TEENAGE PREGNANCY RATES AMONG SECONDARY SCHOOL GIRLS IN ONITSHA UGBO ANIOCHA NORTH LGA DELTA STATE

TEENAGE PREGNANCY RATES AMONG SECONDARY SCHOOL GIRLS IN ONITSHA UGBO ANIOCHA NORTH LGA DELTA STATE

Abstract

The incidence of adolescent pregnancy among secondary school girls in Onitsha Ugbo Aniocha North LGA, Delta State, was investigated in this study. The study’s entire population is 200 secondary school teachers from Onitsha Ugbo Aniocha North LGA in Delta State.

The researcher collected data using questionnaires as the instrument. This study used a descriptive survey research approach. The survey included 133 respondents who were made principals, vice principals, administration, senior staff, and junior employees. The acquired data was organized into tables and evaluated using simple percentages and frequencies.

chapter One

Introduction

The study’s context
Teenage refers to both male and female adolescents aged thirteen to nineteen (13-19years). Such teenagers are not considered mature in American society. Although they appear to be adults biologically, they engage in sexual intercourse with individuals of the opposite sex. This activity presents a significant challenge to health services since sex at this young age exposes them to a variety of hazards, including teenage pregnancy.

This was confirmed by Awake (1990), when the publisher stated that moral degradation among our youths is reaching worrisome proportions in Nigeria today, with crime rates rising by leaps and bounds day after day, month after month, and year after year.

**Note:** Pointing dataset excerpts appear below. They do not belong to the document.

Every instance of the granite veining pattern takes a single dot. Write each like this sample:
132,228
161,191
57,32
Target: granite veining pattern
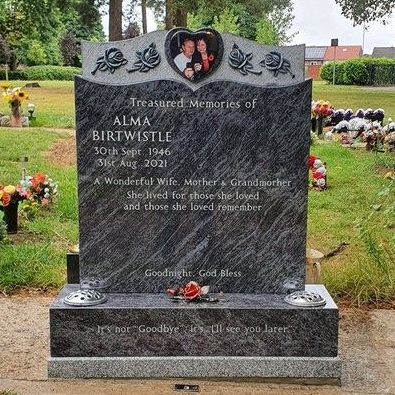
150,325
241,251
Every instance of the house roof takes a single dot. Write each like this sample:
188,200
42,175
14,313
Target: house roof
383,52
343,52
315,53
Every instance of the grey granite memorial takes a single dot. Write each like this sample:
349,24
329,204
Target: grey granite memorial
192,169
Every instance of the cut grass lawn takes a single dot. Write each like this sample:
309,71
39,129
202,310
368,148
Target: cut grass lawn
36,256
55,100
355,97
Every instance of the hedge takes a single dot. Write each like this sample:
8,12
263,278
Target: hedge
39,73
361,71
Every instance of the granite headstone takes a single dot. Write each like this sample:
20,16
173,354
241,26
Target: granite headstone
193,167
185,180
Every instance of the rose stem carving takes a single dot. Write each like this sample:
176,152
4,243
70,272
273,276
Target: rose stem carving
276,63
146,60
241,61
112,60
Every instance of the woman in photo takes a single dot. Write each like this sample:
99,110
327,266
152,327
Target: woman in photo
202,60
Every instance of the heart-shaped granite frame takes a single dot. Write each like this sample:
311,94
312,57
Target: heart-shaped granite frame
190,64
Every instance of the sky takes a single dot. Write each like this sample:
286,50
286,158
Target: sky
318,24
318,21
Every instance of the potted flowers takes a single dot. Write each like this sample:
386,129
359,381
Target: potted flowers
320,110
38,190
15,97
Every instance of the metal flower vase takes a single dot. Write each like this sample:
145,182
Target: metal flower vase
11,217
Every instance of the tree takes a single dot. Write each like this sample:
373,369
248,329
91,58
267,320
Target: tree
266,32
133,30
115,20
268,21
364,11
226,22
70,49
5,51
144,15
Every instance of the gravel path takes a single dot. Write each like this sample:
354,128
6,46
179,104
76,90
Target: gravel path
367,345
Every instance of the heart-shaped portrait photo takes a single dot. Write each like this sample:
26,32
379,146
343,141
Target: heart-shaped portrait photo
194,55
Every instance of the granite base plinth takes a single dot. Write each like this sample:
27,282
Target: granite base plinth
144,333
215,367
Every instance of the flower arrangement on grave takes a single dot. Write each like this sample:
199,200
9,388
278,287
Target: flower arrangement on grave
15,98
318,173
11,194
191,292
321,109
40,189
5,85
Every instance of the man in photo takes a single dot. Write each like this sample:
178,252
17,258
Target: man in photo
184,59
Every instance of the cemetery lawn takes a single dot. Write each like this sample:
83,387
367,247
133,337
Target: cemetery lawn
354,97
364,272
55,100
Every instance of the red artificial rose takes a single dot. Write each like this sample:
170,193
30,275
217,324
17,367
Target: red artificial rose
192,290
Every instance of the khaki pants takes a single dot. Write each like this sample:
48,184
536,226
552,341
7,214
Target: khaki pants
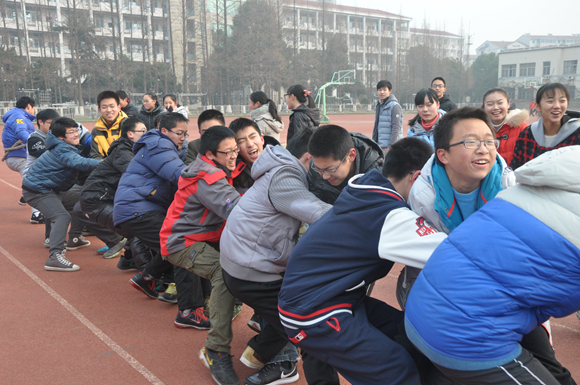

Teenage pregnancy has become a severe public health problem, particularly in underdeveloped nations, and studies have revealed that it is on the rise. According to research, teen pregnancy is a health issue in industrialized countries such as the United States.

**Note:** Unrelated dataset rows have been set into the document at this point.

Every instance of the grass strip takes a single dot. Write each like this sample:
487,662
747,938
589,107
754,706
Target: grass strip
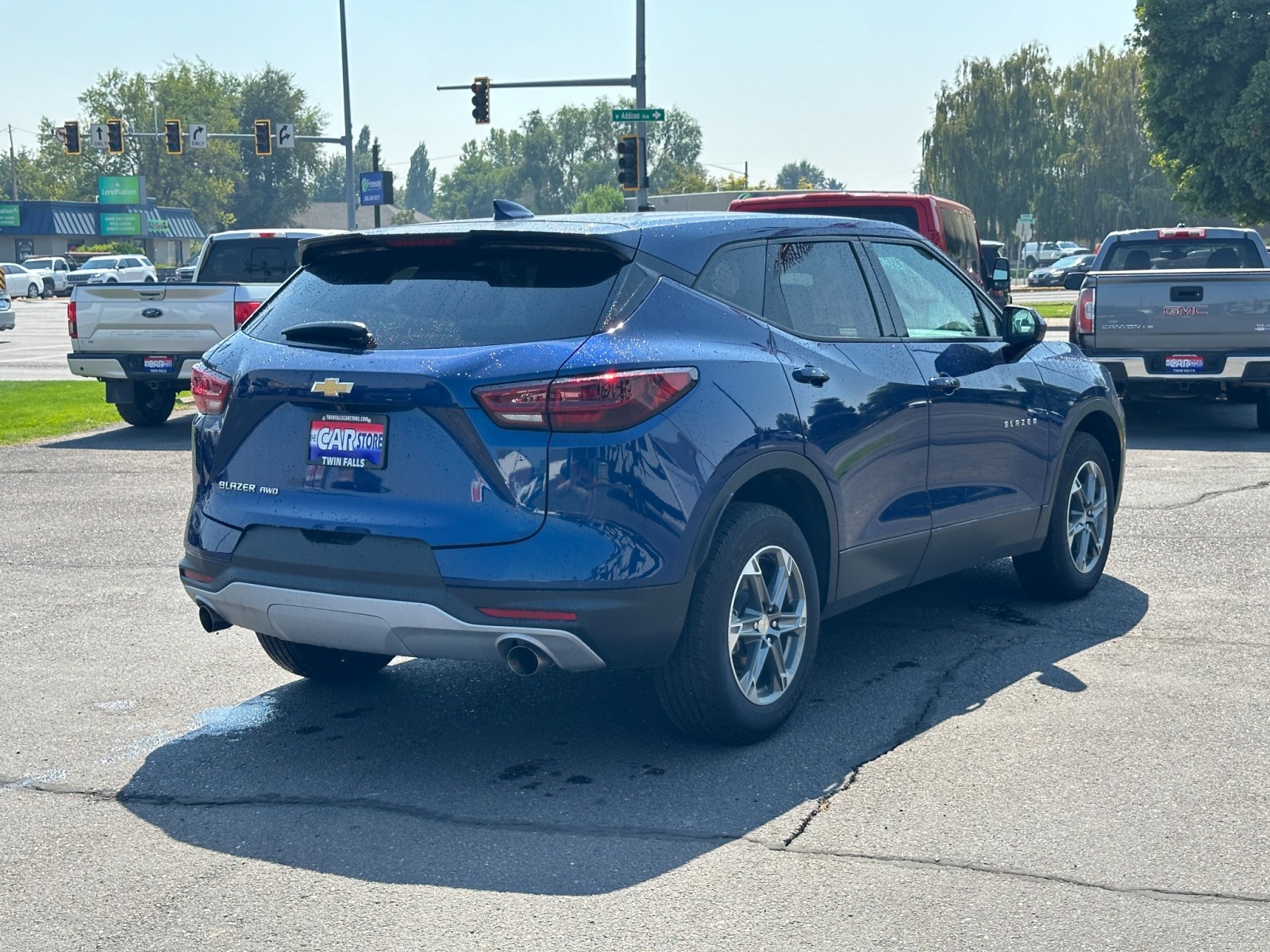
42,408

Corry and Cray (1997) agreed that schools should educate health education as well as highlight contemporary issues such as sexually transmitted diseases, which are often followed by pregnancy among teenagers. The role of school and home in sex education has long been a source of contention. Mooney (1975) and Fakunle (1986) conducted a study that concluded that teens learn about sex via peers and the media, and that much of the information they receive is inadequate and false. (1991, Oladapo and Akintayo).

Sex is romanticized in books, television shows, and films. This places additional responsibility on young people to maintain a level of behavior that will provide them the most enjoyment today and in the future. Adolescent behavior standards should be established at home. 1979, Turner.

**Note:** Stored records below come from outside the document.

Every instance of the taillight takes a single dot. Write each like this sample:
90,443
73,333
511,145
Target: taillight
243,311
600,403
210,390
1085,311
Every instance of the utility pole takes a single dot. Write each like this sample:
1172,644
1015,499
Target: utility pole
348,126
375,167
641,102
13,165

Mooney (1975), commenting on the roles of both schools and parents, stated that the fundamental job of parents is to set behavioral limitations for their own children. Fakunle (1986) went on to say that in the early phases of personality development, sexual knowledge, understanding how things function, and completely enjoying sexual changes, should be supported at home. According to Marjorie and Thomas (1979), teenage pregnancy and the inevitable abortion have societal consequences.

It is unusual in some societies to attach a terrible stigma to girls who are pregnant or have likely committed abortions, such girls and their families are usually the talk of the town by society, the girls are sometimes ridiculed, characterized, and insulted by people around them and comrades at schools, teachers do not look at them with favor, nearly one million of these adolescents aged 15-19years become pregnant in the United States yearly and a20,000 pregnancy occurs

According to Barbana (1988), adolescence is a time when teens want structure as well as the opportunity to become more independent. They require the ability to foresee their futures as well as the ability to create reasonable goals for their own progress.

Technically, a teen pregnancy occurs when a woman under the age of twenty becomes pregnant, but in the United States, the word commonly refers to girls under the age of 18. Individual, familiar, and social factors contribute to the problem of teenage pregnancy and child bearing, including but not limited to culture, religion, cultural value and belief, law, education, economic circumstances, a lack of support structures such as access to health care, contraception, and other resources, and mental and emotional well-being condom (2002).

In affluent countries, data supporting teen pregnancy as a social issue include lower educational levels, higher rates of poverty, and other negative ‘life outcomes’ in children of teenage mothers.

Teenage pregnancy is frequently outside of marriage in developed countries, and as a result, it bears a social stigma in many communities and countries. Some adolescent pregnancies in affluent countries occur outside of marriage, which carries a social shame in many communities and countries.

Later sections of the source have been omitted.